The possibilities for life outside of Earth is a topic with innumerable perspectives and ideas, books, movies, and even albums, but how does our current technology measure up? In this episode, we’ll talk with two scientists about far-out ideas like using bacteria to mine asteroids, or whether or not we can terraform Mars. We’ll see where our current tech stands, what we might need to consider, and what we can and can’t accomplish in the near future.
Dr. Luis Zea is an assistant research professor for CU Boulder Aerospace who specializes in the intriguing field of bioastronautics, studying how biology and space interact. His interests span everything from gravitational microbiology to biomining and bio-based resource utilization. His work asks questions like “How can we protect our astronauts from bacterial contamination?” and “How can microorganisms help us mine metals from asteroids?” Dr. Zea is also part of the Artemis mission, leading an investigation using yeasts to study the radiation environment of the moon.
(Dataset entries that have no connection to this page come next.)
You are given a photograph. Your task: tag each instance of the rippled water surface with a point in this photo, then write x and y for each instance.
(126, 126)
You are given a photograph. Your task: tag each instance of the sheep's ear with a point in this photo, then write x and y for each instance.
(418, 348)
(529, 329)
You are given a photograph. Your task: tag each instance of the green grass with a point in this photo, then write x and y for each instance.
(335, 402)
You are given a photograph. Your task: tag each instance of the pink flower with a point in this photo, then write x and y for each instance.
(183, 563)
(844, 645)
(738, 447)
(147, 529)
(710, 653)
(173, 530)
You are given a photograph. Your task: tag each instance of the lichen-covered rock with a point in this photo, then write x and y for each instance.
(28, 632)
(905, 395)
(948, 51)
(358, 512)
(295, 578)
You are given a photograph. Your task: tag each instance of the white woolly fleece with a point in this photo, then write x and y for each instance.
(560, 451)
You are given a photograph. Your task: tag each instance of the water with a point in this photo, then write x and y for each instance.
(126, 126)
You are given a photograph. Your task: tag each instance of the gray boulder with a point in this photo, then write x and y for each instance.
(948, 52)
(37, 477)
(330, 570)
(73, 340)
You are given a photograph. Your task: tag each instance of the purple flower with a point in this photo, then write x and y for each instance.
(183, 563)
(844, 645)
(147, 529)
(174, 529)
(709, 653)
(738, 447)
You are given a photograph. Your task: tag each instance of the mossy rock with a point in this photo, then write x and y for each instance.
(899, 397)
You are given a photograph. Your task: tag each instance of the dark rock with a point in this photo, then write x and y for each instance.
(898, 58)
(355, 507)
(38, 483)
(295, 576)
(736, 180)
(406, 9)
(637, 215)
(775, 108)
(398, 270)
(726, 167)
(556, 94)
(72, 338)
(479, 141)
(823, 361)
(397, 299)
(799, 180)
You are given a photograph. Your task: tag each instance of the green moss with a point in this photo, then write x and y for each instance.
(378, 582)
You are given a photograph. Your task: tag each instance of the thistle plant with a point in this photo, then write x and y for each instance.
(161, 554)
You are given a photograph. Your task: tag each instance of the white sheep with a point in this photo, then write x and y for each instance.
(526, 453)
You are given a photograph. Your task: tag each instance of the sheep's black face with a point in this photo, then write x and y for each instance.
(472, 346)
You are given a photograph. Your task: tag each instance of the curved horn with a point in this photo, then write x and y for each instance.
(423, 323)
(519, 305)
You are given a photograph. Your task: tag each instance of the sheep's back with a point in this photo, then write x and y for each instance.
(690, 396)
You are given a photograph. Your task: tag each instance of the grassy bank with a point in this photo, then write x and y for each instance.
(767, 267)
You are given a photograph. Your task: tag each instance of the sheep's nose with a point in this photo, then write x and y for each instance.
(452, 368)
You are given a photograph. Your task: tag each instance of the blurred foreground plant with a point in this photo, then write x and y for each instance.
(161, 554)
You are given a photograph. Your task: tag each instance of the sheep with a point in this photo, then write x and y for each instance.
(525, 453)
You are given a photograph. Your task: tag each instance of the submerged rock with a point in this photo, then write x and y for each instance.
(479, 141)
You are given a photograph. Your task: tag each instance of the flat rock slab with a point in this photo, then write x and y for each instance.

Dr. Bruce Jakosky is a professor at CU Boulder, Associate Director of the Laboratory for Atmospheric and Space Physics, Principal Investigator of the MAVEN spacecraft mission, and newly-appointed member of the National Space Council User’s Advisory Group. His expertise in geology and cosmochemistry make him a leading expert in Mars’s atmosphere and what it would take to make the Red Planet habitable. In fact, he’s authored two books on the search for life in the universe and leads the CU team for NASA’s Astrobiology Institute. If anyone knows how to create a liveable Mars, it’s Dr. Jakosky! But does he think we can do it?